There is only one word to describe yesterday’s Covid news . . . grim . . . as the number of Covid-19 patients in U.S. hospitals passed 100,000 for the first time.
Hospitalizations have more than doubled since the end of October, data from Covid Tracking Project showed. New cases also jumped by a record 195,695. The 2,733 deaths reported were the second-biggest one-day increase of the pandemic.
More than one million Americans have been diagnosed with Covid-19 nearly every week in November. And conditions will not get better for months.
Robert Redfield, director of the CDC, said Americans faced a winter like no other because of high infection rates across the country.
Dr. Redfield said, “The reality is that December, January and February are going to be the most difficult time in the public health history of this nation, largely because of the stress that it is going to put on our healthcare system.”
He went on to say that hospitals were already overstretched by high rates of infection across much of the country. With every region affected, there were fewer places with available healthcare resources and staff that could be shifted to hotspots, he said.
The biggest obstacle now is the lack of qualified medical personnel to treat patients; that is the consensus in the medical community
It means 3,000+ deaths per day will soon become commonplace. That’s as if one 9/11 tragedy is happening each and every day.
The Big News
Why Congress Needs to Pass More Stimulus
Congress needs to pass more economic relief legislation ASAP. Here’s why: Moody’s Analytics forecasts that without more aid, the economy will fall into a new recession early next year. It expects the unemployment rate to approach 10%. Federal Reserve Chairman Jerome Powell says that the history of economic crises suggests Congress usually passes too little stimulus, not too much.
Do We Need a Science Readiness Team?
In times of crisis, like the pandemic, the public and private sectors often join to solve problems. Think “Operation Warp Speed.” However, these emergency efforts don’t prepare our country for the next disaster (another pandemic?). So, IBM is asking the incoming Biden administration and Congress to create a new public institution devoted to scientific preparedness. This makes sense because the pandemic will not be the last emergency.
CDC Shortens Covid Quarantine Period
The CDC has changed its official guidelines on Covid. People who come into contact with someone who has been infected with coronavirus will no longer have to remain in quarantine for 14 days. They could return to normal life as soon as 10 days if they have no symptoms. And as soon as seven days if they have no symptoms and test negative for the disease. The CDC calculated the risk of someone infecting another person even after completing a 10-day quarantine period at 1%. And the risk of doing so after seven days at 5%.

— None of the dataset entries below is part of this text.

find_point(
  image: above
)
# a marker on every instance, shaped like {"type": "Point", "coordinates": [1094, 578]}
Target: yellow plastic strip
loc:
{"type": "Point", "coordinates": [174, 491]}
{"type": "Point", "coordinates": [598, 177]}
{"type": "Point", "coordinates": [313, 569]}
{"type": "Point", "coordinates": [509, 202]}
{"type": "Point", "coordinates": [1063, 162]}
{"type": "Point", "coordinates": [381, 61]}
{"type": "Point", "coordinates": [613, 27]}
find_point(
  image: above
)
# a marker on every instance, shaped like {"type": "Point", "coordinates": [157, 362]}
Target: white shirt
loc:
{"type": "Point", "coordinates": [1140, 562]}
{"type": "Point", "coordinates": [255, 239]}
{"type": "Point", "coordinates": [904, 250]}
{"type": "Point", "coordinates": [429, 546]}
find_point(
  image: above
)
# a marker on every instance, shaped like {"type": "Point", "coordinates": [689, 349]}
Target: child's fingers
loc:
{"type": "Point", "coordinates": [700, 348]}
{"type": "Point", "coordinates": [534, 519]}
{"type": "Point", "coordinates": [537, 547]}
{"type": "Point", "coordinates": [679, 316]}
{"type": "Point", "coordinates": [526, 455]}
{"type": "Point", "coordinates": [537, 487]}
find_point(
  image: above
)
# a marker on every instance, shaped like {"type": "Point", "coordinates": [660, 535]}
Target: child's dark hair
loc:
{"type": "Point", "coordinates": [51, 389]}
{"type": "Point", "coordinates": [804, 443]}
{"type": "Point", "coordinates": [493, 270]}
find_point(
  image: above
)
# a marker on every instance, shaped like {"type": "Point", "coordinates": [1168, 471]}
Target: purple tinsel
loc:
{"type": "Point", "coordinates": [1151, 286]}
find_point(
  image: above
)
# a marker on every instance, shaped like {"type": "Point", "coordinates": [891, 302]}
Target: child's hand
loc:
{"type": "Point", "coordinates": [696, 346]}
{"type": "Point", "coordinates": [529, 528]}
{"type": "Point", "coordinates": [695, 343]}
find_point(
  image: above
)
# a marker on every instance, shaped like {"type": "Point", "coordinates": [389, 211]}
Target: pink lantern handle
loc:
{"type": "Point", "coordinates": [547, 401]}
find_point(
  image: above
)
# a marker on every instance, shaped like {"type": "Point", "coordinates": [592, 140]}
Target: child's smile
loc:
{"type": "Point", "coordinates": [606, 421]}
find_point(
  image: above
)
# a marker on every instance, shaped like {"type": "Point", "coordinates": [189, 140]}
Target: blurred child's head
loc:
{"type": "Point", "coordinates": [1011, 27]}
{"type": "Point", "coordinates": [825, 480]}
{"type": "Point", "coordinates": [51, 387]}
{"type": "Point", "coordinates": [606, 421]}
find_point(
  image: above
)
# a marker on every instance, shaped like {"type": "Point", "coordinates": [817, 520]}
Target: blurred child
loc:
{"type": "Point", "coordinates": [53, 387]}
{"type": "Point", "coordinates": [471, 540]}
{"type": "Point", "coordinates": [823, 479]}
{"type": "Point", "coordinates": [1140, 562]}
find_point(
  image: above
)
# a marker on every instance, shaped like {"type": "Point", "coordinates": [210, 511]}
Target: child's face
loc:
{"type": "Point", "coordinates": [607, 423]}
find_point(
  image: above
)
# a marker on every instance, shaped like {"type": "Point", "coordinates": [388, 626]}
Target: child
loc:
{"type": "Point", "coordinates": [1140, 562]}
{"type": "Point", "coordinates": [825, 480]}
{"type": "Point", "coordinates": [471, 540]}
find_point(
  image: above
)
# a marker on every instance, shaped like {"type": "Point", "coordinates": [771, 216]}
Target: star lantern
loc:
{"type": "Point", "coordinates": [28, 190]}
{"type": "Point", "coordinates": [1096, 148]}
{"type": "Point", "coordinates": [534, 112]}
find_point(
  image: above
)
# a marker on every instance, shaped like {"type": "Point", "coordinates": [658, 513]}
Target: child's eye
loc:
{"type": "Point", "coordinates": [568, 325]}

Covid Measures Help Against Pneumonia
New research shows pneumonia each year leaves 42 million children under the age of five in poorer countries fighting for breath. Measures put in place to combat Covid-19, such as mask-wearing and improved hygiene should help. Pneumonia is still the biggest infectious killer of children globally.
The Pandemic and Cities
If you were out on city streets after March, you may have noticed a big change. Cars have been replaced by scooters, bikes and foot traffic. And even Gita, a two-wheeled, cargo-carrying robotic vehicle developed by Piaggio made appearances. This may have been an early indicator of the ways that automation might radically change how people move around in cities. That’s one good thing that may have come from the pandemic.
The Coronavirus Numbers
Here are the numbers from Thursday at 8 a.m. ET from Johns Hopkins University:
- 64,615,624 Infected Worldwide
- 1,495,311 Deaths
- 13,925,354 Infected in the U.S.
- 273,847 Deaths in the U.S.
The good news is the Wall Street forecast. According to Wall Street analysts, we will see the biggest rally in corporate earnings since 2003. Optimism over corporate earnings is sky-high.
Now for the bad news. Unfortunately, these analysts are almost always wrong in the Wall Street forecast.
Since the onset of the financial crisis in 2008, according to JPMorgan, start-of-year earnings estimates have overshot reality 11 times for the U.S.
The consensus Wall Street forecast is predicting 22% growth in earnings per share in the U.S. next year.
And the double-digit recovery in earnings will extend into 2022 as laggards such as the financial and travel industries catch up. So says Wall Street.
This Wall Street forecast does have one thing going for it . . .
Economic recovery hopes are underpinned by a likely global expansion in GDP next year of 5%+. That would be the best since the 1970s. The recovery will be boosted by central banks too fearful to withdraw support for their economies.
However, the ongoing pandemic still keeps me cautious. I think I’ll stick to sectors I like – tech, healthcare and “green” investments.